Notes: Stream Processing
source: Designing Data Intensive Applications by Martin Kleppmann (Chapter 11)
A lot of data is unbounded - it arrives gradually over time. Processing unbounded data in batches might not make sense in every situation
Stream Processing - run processing continuously. Alternative to batch processing
- event streams - data made incrementally available over time
Transmitting Event Streams
event - small, self-contained immutable object. Contains the details for something that happened at some point in time
- can be encoded
- producer (publisher) generates events
- consumers (subscribers) process events
- topic (stream) a group of related events
Messaging Systems
In a messaging system, producers send events to consumers.

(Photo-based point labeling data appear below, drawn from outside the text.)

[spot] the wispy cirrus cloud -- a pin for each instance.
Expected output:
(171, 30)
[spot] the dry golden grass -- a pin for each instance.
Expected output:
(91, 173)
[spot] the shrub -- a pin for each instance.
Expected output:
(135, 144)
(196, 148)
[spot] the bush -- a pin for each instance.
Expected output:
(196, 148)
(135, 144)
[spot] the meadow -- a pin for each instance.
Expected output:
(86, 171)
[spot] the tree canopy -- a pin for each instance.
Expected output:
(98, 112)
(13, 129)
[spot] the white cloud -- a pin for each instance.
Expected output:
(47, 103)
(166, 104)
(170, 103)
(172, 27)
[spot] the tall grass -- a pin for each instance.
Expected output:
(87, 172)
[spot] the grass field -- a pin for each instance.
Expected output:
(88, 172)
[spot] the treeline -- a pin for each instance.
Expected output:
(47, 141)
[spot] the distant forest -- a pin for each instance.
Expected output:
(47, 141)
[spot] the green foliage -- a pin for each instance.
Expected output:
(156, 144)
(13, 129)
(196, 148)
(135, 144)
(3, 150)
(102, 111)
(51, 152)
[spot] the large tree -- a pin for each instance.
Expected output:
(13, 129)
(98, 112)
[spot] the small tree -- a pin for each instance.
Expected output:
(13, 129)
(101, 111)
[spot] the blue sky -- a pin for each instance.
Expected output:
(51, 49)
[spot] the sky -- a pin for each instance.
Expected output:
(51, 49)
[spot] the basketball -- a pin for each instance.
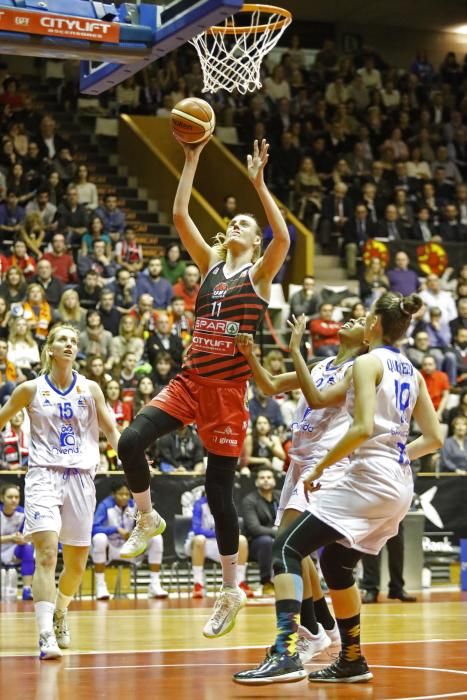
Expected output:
(193, 120)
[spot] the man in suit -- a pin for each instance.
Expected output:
(259, 514)
(390, 227)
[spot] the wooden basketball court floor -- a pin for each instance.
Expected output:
(155, 649)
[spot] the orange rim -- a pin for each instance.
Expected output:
(268, 9)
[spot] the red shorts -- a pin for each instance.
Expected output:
(218, 408)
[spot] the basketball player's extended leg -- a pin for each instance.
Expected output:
(148, 426)
(220, 477)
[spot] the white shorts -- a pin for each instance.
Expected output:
(367, 513)
(293, 494)
(211, 550)
(61, 501)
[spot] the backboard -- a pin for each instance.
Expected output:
(112, 42)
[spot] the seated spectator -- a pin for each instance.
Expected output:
(110, 315)
(14, 549)
(20, 258)
(173, 266)
(128, 253)
(97, 260)
(70, 311)
(437, 383)
(95, 340)
(259, 510)
(324, 332)
(126, 340)
(262, 446)
(401, 278)
(63, 265)
(122, 410)
(181, 451)
(356, 232)
(89, 290)
(163, 339)
(47, 211)
(52, 286)
(112, 217)
(188, 287)
(306, 300)
(433, 295)
(37, 312)
(11, 216)
(373, 282)
(114, 519)
(23, 350)
(87, 191)
(13, 288)
(150, 281)
(453, 457)
(95, 232)
(201, 543)
(262, 405)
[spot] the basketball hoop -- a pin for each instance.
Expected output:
(231, 54)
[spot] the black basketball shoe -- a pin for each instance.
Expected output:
(342, 671)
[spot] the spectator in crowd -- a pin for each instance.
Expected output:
(63, 265)
(112, 217)
(163, 339)
(128, 252)
(181, 451)
(201, 544)
(401, 278)
(95, 340)
(371, 572)
(126, 340)
(437, 383)
(453, 457)
(259, 510)
(188, 287)
(324, 332)
(262, 447)
(150, 281)
(109, 313)
(114, 519)
(433, 295)
(70, 311)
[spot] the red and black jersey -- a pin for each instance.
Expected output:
(225, 306)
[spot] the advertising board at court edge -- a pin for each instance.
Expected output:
(60, 26)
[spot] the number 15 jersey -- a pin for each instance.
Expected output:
(64, 426)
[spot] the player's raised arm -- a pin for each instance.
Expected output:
(200, 252)
(269, 264)
(19, 399)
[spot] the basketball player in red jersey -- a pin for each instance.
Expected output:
(211, 388)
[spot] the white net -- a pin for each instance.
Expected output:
(231, 54)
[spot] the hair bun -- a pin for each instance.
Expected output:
(411, 304)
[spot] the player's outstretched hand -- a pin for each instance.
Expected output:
(298, 328)
(245, 344)
(257, 162)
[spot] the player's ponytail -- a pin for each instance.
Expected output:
(395, 312)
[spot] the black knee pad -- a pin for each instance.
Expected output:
(337, 564)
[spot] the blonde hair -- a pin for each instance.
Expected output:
(219, 243)
(46, 359)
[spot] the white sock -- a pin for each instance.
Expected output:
(229, 569)
(62, 602)
(241, 573)
(198, 574)
(143, 501)
(44, 616)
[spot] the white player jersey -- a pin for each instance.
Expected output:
(396, 396)
(316, 430)
(64, 427)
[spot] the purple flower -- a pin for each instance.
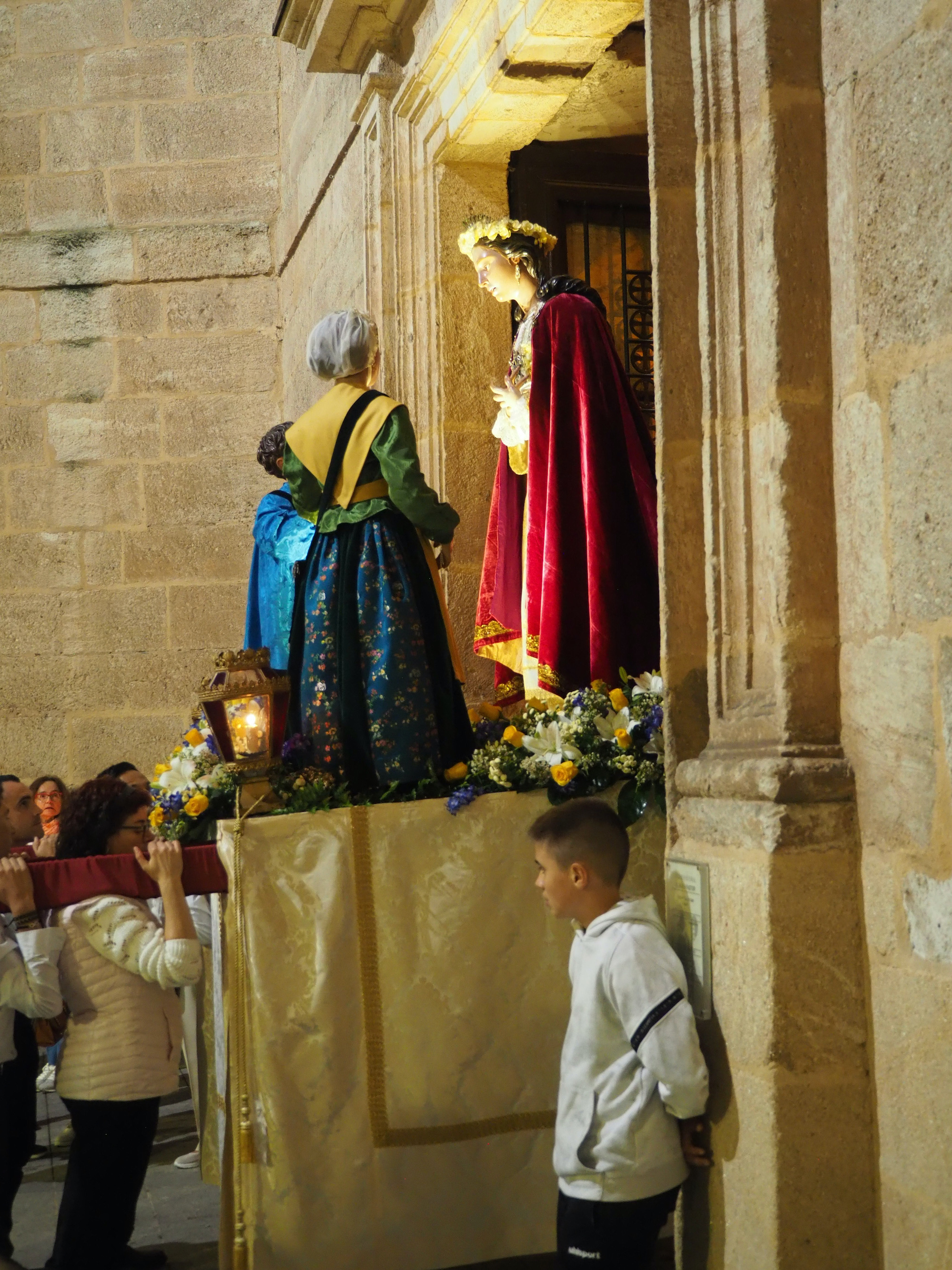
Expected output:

In a publish/subscribe model, we can have multiple producers and consumers:
- one or more producers sends a message with an event to a topic
- the message gets pushed to one or more consumers
Solutions to cases where consumers aren’t fast enough to process all of the messages:
- drop messages
- buffer messages in a queue
- apply backpressure (blocking producer from sending messages)
Direct messaging from producers to consumers
possibility of message loss, and there’s no recovering data if a consumer goes offline. Examples:
- UDP multicast (finance)
- brokerless messaging libraries (ZeroMQ)
Message brokers
a database - optimized for handling event streams
- better fault tolerance
- consumers are async
Message brokers compared to databases
- message brokers automatically delete messages once they get consumed
- topics are analogous to DB indexes
- message brokers don’t support arbitrary queries
Multiple consumers
load balancing - each message gets delivered to one consumer. Allows for parallel processing
fan out - each message is delivered to all consumers. Allows different consumers to process the same data in different ways
Acknowledgement and redelivery
a broker will only delete a message from its queue if it gets an ack from the consumer. If the consumer consumes the message, then breaks before it can send the ack, the broker will send the message to another consumer
This can lead to messages being processed out of order. One way to avoid this issue is to route all related messages to a single consumer
Partitioned Logs
log-based message brokers are a hybrid of:
- databases (durable storage) - this means that messages don’t get deleted when consumers process them
- messaging - means low-latency notifications
Using logs for message storage
A log is an append-only sequence of records on disk
- we can use this for message brokers
- these logs can be partitioned
- each partition has an offset for every message. These are ordered within a partition
products: Kafka, Amazon Kenesis, DistributedLog
Logs compared to traditional messaging
No need for fan-out messaging, since each consumer can read the log independently
A consumer consumes all the logs for a specific topic. Downsides:
- max num nodes for a topic is the number of the topic’s log partition
- slow messages can cause lags for all the subsequent messages
Consumer Offsets
Consumers pay attention to message offsets as they work through a log
Disk space usage
We don’t have infinite disk space. One way to deal with this is to delete expired data as the log gets too big
circular buffer - bounded-size buffer that deletes old messages when it gets full
When consumers can’t keep up with producers
options: drop messages, buffer, apply backpressure
it’s normal to monitor consumers to make sure they don’t get too far behind
one advantage to partitioned logs: if one consumer falls behind, it doesn’t affect the others in any way
Replaying old messages
If you want to replay old messages, just reset the consumer offset. The message broker doesn’t know anything about the offset, so it won’t affect anything else
Databases and Streams
there’s a fundamental connection between databases and streams
Keeping Systems in Sync
related (or replicated) data in different locations needs to be kept in sync. Some possible solutions:
- dual writes write to both systems at once - we get problems if one fails while the other succeeds
- periodic database dumps - downside is that there’s high latency
Change Data Capture (CDC)
the process of observing all data changes written to a database and extracting those changes in a form that is readable to other systems
Implementing change data capture
derived data systems log consumers for CDC
you can use DB triggers to implement CDC, but this is fragile
CDC is usually async, so you have to keep in mind that there might be lag
Initial snapshot
a DB snapshot should correspond to a known position in the change log
Log compaction
- throw away duplicate logs to free up space
- if a key is frequently overwritten, garbage-collect old values
Event Sourcing
technique: store all the changes to the application state as a log of events
- developed by the domain-driven design community
- application logic is built on immutable events written to a log (append only)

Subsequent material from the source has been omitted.